でも実際には、膝の痛みの原因が膝にないことはよくあります。股関節が硬くて膝に負担がかかっている、足首の可動域が狭くて膝がカバーしている、そういうケースです。膝だけを見ていると、原因にたどり着けないままになってしまいます。
意識し始めたのは可動域だった
膝の痛みが続いていた時期に、ストレッチと体の連動を意識したトレーニングを始めました。特に意識したのは可動域です。股関節・膝・足首それぞれがどこまで動くか、そしてそれぞれがちゃんと連動して動いているかを確認しながらトレーニングするようにしました。

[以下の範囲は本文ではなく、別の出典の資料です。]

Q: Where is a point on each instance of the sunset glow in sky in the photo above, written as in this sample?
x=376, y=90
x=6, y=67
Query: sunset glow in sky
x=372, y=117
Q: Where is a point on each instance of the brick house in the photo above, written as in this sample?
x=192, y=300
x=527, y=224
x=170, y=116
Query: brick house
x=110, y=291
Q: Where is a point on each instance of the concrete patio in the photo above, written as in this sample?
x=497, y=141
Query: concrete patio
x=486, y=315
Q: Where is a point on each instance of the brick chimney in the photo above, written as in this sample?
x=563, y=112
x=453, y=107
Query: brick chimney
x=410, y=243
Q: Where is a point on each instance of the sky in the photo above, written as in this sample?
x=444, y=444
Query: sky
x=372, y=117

それまでの私は筋力をつけることばかり考えていて、各関節がどこまで動けるかをほとんど意識していませんでした。可動域が狭いまま筋力をつけても、動ける範囲が狭いままなので力をうまく発揮できない。それどころか、狭い可動域の中で無理に動こうとするから、特定の関節に負担が集中してしまうんです。
ただ柔らかくするだけでも違った
ストレッチを続けていると、ふとしたときにパフォーマンスが上がる瞬間がありました。狙っていたわけでもないのに、踏み込みがスムーズになっていたり、ジャンプの感覚が変わっていたりする。そういう変化が少しずつ出てきました。
ただ、ここで一つ気づいたことがあります。ただ柔らかくするだけだと、筋力が追いついていない感覚があったんです。可動域が広がっても、その広がった範囲を支える筋力がないと、逆に不安定になることがある。柔軟性と筋力はセットで鍛える必要があるということです。

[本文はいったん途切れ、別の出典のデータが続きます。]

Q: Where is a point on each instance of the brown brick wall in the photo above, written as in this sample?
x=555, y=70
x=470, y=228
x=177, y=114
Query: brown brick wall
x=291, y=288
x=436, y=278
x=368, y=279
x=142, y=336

これはスポーツ科学的にも正しくて、可動域を広げながら同時にその範囲で使える筋力をつけることを「アクティブフレキシビリティ」と呼びます。ただ伸ばすだけのストレッチより、動きながら柔軟性を使えるようにするトレーニングのほうが、パフォーマンスと怪我予防の両方に効果があります。
膝の痛みはほぼなくなった
体のつながりを意識してトレーニングを続けた結果、膝の痛みはほぼなくなりました。膝に対して何か特別なことをしたわけじゃありません。股関節と足首の可動域を広げて、体全体が連動して動けるようにしただけです。
痛みが出ていた膝は、原因ではなく結果だったということです。
膝が痛い人に一番伝えたいこと
膝が痛いとき、膝だけを見ないでください。股関節は動いていますか?足首の可動域は十分ですか?体全体が連動して動けていますか?
痛みが出ている場所と、原因がある場所は違うことがあります。膝を休ませても治らない、膝を鍛えても変わらないという人は、一度視点を広げて体全体のつながりを見直してみてください。答えは意外と、膝の外にあるかもしれません。
股関節から治す:実際に試した3つのアプローチ
膝の痛みに股関節アプローチが有効だとわかってから、実際に試したことを紹介します。どれも特別な道具や費用は必要ありません。
一つ目は「ヒップヒンジのリハーサル」です。腰ではなく股関節から前傾する動きを毎日10〜15回練習します。スクワットや着地動作で股関節を正しく使う感覚を身につけることで、膝への余分な負担を減らせます。最初は動作がぎこちなくても、2週間続ければ自然な動きになってきます。
二つ目は「大臀筋の活性化」です。グルートブリッジ(仰向けでお尻を上げる動作)を毎朝20回行います。お尻の筋肉が活性化することで、膝への荷重が分散されます。デスクワークでお尻の筋肉が眠っているアラフォーには特に効果的です。
三つ目は「着地フォームの修正」です。ジャンプ後の着地で膝が内に入る「ニーイン」の癖がある人は、これを修正することが最優先です。鏡や動画でチェックして、着地時に膝が足の指の方向に向いているか確認してください。ニーインを修正するだけで膝の痛みが大きく改善するケースは多いです。
膝の痛みとバスケを続けることの両立
膝が痛くてもバスケを続けたい、でも悪化させたくない——アラフォーバスケプレイヤーの多くが抱えるジレンマです。痛みがあるまま無理をするのは論外ですが、適切なケアを続けながら続けることは可能です。
膝の痛みの根本原因が股関節にあるとわかれば、アプローチが変わります。膝に湿布を貼り続けるより、股関節を動かして膝への負担を減らす。この順番で対処することで、痛みを抱えながらも少しずつ改善していけます。